Brevity is a trademark of the Best Small Fictions 2016, and there may be no better example than Toh Enjoe’s “A Thousand and One Tongues” at only 67 words. It is an excellent statement on the process of storytelling and the often compulsive nature of the craft itself. It would be a mistake to assume this is simply a collection of lyricism since the stories together make a great emotional rollercoaster. One of the most critical moments in any short story is the first sentence. In flash fiction, this is paramount. There is a feeling that the reader must not only be grabbed, but also held tightly throughout the experience.

The opening story, Rosie Forrest’s “Bless This Home,” is an example of how much can be achieved within a few pages. The teen narrator’s speech quickly establishes her in relation to her mother, her mother’s pretentious boyfriend, and the bearded tenant down the hill. “When something is forbidden, the four winds conspire like a pack of wolves,” she confides, setting up for the transgressive final paragraphs.

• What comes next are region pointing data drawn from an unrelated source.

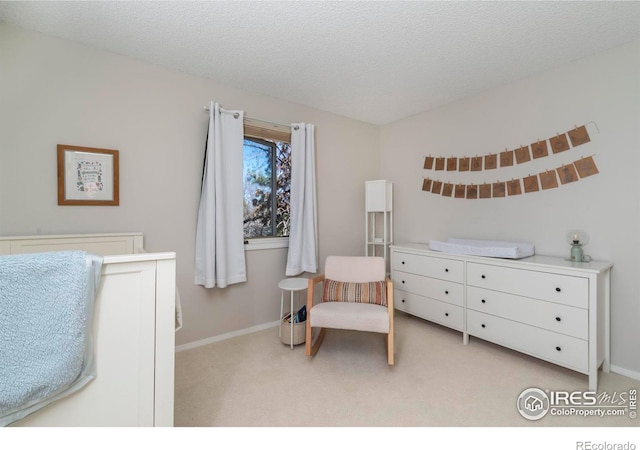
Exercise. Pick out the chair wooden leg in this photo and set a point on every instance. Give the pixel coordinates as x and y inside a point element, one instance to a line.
<point>390,349</point>
<point>311,348</point>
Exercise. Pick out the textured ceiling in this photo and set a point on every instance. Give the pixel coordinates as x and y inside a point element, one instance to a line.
<point>375,61</point>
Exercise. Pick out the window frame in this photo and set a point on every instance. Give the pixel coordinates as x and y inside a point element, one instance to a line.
<point>274,132</point>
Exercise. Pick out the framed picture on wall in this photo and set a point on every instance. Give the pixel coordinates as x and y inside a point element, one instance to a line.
<point>87,176</point>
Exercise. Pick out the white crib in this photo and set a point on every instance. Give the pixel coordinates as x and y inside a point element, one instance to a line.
<point>133,331</point>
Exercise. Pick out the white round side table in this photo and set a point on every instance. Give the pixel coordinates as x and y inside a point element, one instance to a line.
<point>292,285</point>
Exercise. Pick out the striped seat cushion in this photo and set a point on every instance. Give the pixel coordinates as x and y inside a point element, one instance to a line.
<point>373,292</point>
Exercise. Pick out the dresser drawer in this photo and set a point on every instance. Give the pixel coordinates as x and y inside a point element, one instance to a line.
<point>554,347</point>
<point>568,290</point>
<point>444,291</point>
<point>433,310</point>
<point>441,268</point>
<point>550,316</point>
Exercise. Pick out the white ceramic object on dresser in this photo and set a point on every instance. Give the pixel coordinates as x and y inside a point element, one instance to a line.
<point>546,307</point>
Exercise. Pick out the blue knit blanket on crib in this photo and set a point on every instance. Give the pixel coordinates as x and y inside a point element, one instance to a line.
<point>46,319</point>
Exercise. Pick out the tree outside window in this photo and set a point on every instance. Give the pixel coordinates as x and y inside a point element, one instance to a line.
<point>267,182</point>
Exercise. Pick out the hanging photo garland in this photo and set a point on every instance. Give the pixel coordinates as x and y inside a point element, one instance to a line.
<point>558,143</point>
<point>568,173</point>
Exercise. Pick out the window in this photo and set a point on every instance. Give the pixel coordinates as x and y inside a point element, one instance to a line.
<point>267,180</point>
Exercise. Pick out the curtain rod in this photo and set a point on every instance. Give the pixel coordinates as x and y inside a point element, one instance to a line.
<point>236,115</point>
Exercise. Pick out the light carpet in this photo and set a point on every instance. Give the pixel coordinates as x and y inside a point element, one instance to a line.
<point>256,381</point>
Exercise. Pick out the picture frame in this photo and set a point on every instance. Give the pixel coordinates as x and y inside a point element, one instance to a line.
<point>88,176</point>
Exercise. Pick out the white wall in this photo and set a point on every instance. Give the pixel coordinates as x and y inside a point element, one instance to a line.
<point>56,92</point>
<point>604,89</point>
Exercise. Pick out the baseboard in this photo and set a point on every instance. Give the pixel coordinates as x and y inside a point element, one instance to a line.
<point>224,337</point>
<point>626,372</point>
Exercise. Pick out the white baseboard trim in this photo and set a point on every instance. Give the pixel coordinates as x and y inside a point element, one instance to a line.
<point>224,337</point>
<point>626,372</point>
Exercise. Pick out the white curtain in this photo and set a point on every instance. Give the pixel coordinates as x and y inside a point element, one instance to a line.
<point>303,236</point>
<point>219,249</point>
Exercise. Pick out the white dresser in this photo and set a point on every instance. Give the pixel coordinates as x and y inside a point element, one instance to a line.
<point>546,307</point>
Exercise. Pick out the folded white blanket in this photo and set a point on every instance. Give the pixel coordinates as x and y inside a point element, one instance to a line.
<point>494,249</point>
<point>46,316</point>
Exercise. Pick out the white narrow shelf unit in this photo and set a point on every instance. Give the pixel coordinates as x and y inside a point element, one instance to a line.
<point>547,307</point>
<point>378,218</point>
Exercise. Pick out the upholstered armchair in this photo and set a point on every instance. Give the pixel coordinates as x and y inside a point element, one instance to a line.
<point>356,295</point>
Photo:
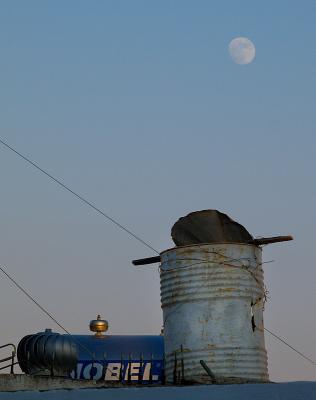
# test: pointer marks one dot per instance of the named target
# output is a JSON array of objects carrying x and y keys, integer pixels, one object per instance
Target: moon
[{"x": 242, "y": 50}]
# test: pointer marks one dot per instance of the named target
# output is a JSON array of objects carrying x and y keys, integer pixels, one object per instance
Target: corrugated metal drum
[{"x": 212, "y": 298}]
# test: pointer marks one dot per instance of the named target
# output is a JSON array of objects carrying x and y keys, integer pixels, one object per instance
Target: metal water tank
[{"x": 212, "y": 299}]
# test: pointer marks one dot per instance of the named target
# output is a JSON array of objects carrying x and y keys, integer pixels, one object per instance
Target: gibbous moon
[{"x": 242, "y": 50}]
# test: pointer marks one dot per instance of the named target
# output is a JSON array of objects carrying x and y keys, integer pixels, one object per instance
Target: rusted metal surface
[{"x": 212, "y": 298}]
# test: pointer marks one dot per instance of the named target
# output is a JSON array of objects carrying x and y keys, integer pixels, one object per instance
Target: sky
[{"x": 138, "y": 107}]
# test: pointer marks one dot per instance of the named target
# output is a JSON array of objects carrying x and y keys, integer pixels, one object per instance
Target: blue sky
[{"x": 138, "y": 106}]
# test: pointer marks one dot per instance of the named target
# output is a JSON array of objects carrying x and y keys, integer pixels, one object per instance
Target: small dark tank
[{"x": 125, "y": 358}]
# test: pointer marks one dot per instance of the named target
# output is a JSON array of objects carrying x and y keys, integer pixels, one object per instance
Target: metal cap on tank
[{"x": 99, "y": 326}]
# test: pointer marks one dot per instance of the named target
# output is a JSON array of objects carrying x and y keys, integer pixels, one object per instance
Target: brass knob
[{"x": 99, "y": 326}]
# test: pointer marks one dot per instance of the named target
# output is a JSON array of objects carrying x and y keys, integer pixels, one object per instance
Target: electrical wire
[
  {"x": 43, "y": 309},
  {"x": 81, "y": 198},
  {"x": 291, "y": 347},
  {"x": 115, "y": 222}
]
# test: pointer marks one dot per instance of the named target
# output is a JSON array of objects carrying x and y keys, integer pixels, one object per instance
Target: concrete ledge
[{"x": 21, "y": 382}]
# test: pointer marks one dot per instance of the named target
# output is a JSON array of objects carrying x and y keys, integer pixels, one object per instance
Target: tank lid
[{"x": 99, "y": 326}]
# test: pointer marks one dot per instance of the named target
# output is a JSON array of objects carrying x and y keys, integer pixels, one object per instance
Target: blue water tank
[{"x": 138, "y": 359}]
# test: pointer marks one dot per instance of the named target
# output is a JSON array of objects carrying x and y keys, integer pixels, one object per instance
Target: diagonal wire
[
  {"x": 291, "y": 347},
  {"x": 43, "y": 309},
  {"x": 81, "y": 198},
  {"x": 115, "y": 222}
]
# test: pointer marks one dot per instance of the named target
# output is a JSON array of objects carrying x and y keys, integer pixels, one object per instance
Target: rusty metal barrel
[{"x": 212, "y": 298}]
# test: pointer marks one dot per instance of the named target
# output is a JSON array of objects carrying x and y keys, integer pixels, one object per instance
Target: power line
[
  {"x": 81, "y": 198},
  {"x": 115, "y": 222},
  {"x": 43, "y": 309},
  {"x": 32, "y": 299},
  {"x": 291, "y": 347}
]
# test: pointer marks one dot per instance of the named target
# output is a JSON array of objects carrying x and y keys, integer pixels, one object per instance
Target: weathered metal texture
[
  {"x": 212, "y": 298},
  {"x": 208, "y": 226}
]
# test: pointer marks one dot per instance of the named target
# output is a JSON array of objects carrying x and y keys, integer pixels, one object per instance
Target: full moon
[{"x": 242, "y": 50}]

Not giving anything away is crucial to the enjoyment of small fictions. These stories often rely on the unexpected, or on building tension that the reader can feel, yet not fully understand. This is a delicate operation in little space; a writer can quickly find herself at the edge of a cliff. Mary-Jane Holmes’ “Trifle” is such an example. This is a story of a soldier’s homecoming from the Middle East that draws us to the edge with such subtlety that we hardly notice. It is gently balanced with measured prose and an insistent mundaneness that is more powerful than any forced drama.

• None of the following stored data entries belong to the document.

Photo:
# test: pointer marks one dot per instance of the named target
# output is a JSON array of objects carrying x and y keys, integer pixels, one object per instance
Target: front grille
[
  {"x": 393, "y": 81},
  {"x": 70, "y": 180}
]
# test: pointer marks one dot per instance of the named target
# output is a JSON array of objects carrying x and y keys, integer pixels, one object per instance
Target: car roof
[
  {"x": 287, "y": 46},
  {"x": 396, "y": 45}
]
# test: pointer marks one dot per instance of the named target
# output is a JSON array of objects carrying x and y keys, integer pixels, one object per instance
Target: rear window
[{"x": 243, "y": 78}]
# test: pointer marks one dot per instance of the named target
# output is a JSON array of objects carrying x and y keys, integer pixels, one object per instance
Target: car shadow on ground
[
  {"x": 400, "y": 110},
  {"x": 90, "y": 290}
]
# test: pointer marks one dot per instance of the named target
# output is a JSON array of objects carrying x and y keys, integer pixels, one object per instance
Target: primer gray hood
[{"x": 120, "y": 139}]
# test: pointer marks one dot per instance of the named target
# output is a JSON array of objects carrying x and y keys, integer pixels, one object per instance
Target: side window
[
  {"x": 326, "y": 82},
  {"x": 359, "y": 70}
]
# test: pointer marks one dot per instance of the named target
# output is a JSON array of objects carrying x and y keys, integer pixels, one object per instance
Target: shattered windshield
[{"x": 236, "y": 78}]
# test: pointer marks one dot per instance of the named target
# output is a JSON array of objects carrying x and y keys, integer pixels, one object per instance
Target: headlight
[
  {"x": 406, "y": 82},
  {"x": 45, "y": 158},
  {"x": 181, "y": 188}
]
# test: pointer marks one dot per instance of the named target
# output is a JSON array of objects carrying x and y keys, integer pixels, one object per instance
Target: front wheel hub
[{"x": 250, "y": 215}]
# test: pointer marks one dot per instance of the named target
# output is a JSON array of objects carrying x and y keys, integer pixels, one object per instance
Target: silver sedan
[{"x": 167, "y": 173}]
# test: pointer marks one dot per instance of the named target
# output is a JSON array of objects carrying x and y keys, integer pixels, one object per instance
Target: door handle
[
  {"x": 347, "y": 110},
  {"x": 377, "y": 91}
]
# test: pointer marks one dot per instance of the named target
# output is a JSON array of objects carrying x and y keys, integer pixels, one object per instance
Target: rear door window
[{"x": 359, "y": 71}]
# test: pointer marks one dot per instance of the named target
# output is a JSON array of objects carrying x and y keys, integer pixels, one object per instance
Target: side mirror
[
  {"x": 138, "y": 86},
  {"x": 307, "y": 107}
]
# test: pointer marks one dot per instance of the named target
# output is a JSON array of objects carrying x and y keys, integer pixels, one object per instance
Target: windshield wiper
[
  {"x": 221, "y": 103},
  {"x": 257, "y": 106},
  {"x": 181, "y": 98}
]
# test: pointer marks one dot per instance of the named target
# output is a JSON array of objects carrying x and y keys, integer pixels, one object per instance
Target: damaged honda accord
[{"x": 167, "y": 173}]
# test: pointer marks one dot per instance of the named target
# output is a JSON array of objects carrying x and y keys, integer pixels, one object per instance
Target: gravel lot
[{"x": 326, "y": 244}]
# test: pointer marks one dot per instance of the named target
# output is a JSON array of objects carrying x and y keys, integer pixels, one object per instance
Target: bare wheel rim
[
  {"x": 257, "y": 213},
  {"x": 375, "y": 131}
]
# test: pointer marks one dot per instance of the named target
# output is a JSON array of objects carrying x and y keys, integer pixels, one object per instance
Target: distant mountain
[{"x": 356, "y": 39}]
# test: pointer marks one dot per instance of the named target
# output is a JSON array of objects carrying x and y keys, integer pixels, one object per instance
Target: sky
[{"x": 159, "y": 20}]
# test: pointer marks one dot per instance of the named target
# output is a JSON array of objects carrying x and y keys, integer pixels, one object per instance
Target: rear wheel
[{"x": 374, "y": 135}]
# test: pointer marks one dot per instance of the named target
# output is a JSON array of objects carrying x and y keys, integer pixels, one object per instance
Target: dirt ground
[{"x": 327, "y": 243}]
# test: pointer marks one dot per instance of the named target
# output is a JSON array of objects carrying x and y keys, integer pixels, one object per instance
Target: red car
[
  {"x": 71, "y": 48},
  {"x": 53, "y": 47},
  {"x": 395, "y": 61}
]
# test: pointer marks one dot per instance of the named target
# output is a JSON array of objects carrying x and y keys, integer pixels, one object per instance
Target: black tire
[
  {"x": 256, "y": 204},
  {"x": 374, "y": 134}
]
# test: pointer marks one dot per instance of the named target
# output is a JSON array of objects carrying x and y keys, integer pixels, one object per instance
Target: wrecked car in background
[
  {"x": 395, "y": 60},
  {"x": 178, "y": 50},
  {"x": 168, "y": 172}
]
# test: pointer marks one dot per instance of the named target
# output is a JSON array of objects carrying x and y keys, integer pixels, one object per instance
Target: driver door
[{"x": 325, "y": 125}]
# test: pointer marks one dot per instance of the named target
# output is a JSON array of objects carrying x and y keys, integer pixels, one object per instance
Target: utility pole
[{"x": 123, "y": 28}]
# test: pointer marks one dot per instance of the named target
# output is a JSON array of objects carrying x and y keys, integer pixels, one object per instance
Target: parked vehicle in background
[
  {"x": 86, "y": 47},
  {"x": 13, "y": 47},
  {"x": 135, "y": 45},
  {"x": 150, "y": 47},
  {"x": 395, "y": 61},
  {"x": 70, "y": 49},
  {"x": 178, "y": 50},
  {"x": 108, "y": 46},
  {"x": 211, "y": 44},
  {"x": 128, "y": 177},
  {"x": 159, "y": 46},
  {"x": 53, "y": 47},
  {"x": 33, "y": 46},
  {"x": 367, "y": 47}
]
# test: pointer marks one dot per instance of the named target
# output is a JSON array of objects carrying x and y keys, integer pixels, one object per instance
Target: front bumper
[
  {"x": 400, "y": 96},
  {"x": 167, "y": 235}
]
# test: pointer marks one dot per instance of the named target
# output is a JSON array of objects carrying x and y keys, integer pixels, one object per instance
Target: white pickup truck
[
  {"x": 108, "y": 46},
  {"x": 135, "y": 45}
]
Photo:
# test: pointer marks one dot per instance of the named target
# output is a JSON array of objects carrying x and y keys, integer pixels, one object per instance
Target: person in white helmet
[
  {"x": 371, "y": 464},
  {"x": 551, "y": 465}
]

The book is nicely structured, with biographical notes following each story so that the reader is spared the bother of flipping back and forth to an appendix. An informative foreword by series editor Tara L. Masih explains the history of the anthology and the nomination and selection process, while an amusing introduction from guest editor Stuart Dybek prepares us for what is to come. Furthermore, the anthology contains two concluding interviews, one with a featured press – Texture Press – and another with a featured author – Megan Giddings, both of which provide additional perspective on how this kind of art is made. There are so many voices here, taking us to so many different places that every reader might find favorites in The Best Small Fictions 2016.

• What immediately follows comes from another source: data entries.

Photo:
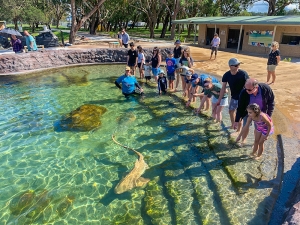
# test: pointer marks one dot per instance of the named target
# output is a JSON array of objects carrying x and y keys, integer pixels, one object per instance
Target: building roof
[{"x": 243, "y": 20}]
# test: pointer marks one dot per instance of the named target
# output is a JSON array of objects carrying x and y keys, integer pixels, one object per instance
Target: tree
[
  {"x": 276, "y": 7},
  {"x": 13, "y": 10},
  {"x": 33, "y": 15},
  {"x": 151, "y": 8},
  {"x": 77, "y": 24},
  {"x": 61, "y": 8}
]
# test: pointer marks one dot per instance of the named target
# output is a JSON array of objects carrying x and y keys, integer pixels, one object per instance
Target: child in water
[
  {"x": 263, "y": 128},
  {"x": 162, "y": 82},
  {"x": 148, "y": 70}
]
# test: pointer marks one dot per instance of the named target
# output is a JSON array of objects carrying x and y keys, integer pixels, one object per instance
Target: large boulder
[{"x": 84, "y": 118}]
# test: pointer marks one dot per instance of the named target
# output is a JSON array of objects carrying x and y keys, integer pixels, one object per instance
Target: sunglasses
[{"x": 249, "y": 89}]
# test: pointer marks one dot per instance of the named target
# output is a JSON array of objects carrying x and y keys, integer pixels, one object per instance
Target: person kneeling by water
[{"x": 129, "y": 83}]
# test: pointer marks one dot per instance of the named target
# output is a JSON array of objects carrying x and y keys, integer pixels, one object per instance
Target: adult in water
[{"x": 129, "y": 83}]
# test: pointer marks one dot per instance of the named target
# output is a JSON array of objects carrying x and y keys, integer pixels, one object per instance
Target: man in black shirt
[
  {"x": 177, "y": 55},
  {"x": 132, "y": 58},
  {"x": 236, "y": 78}
]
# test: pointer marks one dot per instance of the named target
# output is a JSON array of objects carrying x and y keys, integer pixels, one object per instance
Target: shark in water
[{"x": 133, "y": 178}]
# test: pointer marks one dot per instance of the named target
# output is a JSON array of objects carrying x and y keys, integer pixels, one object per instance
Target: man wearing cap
[
  {"x": 236, "y": 78},
  {"x": 190, "y": 76},
  {"x": 215, "y": 45},
  {"x": 171, "y": 67},
  {"x": 200, "y": 81},
  {"x": 125, "y": 38},
  {"x": 132, "y": 58},
  {"x": 129, "y": 83},
  {"x": 162, "y": 82},
  {"x": 254, "y": 92}
]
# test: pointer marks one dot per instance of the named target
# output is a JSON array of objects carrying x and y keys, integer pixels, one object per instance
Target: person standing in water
[
  {"x": 215, "y": 45},
  {"x": 129, "y": 83}
]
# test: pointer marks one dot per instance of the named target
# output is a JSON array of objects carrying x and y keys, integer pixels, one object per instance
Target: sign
[{"x": 260, "y": 38}]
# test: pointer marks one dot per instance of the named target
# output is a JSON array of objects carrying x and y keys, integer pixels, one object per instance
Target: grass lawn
[{"x": 134, "y": 32}]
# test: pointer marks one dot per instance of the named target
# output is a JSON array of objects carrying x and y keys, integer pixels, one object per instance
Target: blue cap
[{"x": 162, "y": 71}]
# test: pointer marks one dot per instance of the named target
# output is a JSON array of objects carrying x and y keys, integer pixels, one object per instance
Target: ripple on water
[{"x": 197, "y": 175}]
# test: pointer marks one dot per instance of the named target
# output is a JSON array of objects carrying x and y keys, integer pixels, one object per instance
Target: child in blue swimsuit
[{"x": 263, "y": 128}]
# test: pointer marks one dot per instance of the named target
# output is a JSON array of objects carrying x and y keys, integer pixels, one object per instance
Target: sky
[{"x": 262, "y": 6}]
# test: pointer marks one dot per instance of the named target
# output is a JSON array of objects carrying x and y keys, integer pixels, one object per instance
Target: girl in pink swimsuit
[{"x": 263, "y": 128}]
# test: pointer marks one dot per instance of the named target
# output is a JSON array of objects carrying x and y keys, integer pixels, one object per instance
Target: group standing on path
[{"x": 250, "y": 101}]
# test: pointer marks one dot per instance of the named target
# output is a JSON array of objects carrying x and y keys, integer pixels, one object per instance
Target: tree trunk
[
  {"x": 72, "y": 31},
  {"x": 151, "y": 28},
  {"x": 16, "y": 23},
  {"x": 165, "y": 25},
  {"x": 157, "y": 23},
  {"x": 33, "y": 27},
  {"x": 176, "y": 10},
  {"x": 190, "y": 28},
  {"x": 92, "y": 24},
  {"x": 170, "y": 24},
  {"x": 76, "y": 27}
]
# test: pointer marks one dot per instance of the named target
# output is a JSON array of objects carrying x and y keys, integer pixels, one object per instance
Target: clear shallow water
[{"x": 197, "y": 176}]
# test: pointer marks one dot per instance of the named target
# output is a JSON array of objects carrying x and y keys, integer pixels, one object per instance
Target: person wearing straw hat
[
  {"x": 212, "y": 90},
  {"x": 162, "y": 82},
  {"x": 129, "y": 83}
]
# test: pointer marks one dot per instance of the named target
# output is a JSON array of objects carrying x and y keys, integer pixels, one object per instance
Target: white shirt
[
  {"x": 141, "y": 57},
  {"x": 147, "y": 71},
  {"x": 215, "y": 42}
]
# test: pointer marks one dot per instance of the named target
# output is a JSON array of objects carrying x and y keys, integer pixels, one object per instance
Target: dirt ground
[{"x": 287, "y": 96}]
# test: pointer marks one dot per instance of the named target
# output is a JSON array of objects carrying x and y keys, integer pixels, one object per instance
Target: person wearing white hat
[
  {"x": 190, "y": 76},
  {"x": 236, "y": 78},
  {"x": 162, "y": 82}
]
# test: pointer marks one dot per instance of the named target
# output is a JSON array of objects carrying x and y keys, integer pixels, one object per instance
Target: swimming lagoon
[{"x": 55, "y": 176}]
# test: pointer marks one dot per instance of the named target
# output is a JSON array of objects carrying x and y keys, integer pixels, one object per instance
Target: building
[{"x": 250, "y": 33}]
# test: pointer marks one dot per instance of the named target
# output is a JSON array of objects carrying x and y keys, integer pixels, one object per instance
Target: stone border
[{"x": 12, "y": 64}]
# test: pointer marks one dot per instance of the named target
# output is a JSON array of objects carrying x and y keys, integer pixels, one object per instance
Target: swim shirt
[
  {"x": 128, "y": 83},
  {"x": 214, "y": 91},
  {"x": 170, "y": 62}
]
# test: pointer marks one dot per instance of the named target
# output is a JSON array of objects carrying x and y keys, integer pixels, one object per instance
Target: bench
[
  {"x": 114, "y": 44},
  {"x": 38, "y": 46}
]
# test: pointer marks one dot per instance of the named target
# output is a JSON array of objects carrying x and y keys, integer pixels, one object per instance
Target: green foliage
[
  {"x": 287, "y": 59},
  {"x": 181, "y": 38},
  {"x": 33, "y": 15}
]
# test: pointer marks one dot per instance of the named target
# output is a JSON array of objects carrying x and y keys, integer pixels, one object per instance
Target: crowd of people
[{"x": 250, "y": 101}]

Nesrin Nazlieva is a Psychology student at Erasmus University.  She decided to follow the example of her predecessors who, back in 1460, left the Karamanid beylik and immigrated to Bulgaria.  Instead of Bulgaria, however, she chose the Netherlands.  Her short story with a not so short title ‘The Story of a Wanderer Who Traveled the World in Search of His Hat’ earned her a second place in one of the most prestigious national literary contests in 2015.  When she is not glued to a book, she spends time working out in the garden, learning Spanish, and trying very hard not to be the worst player at Ludo.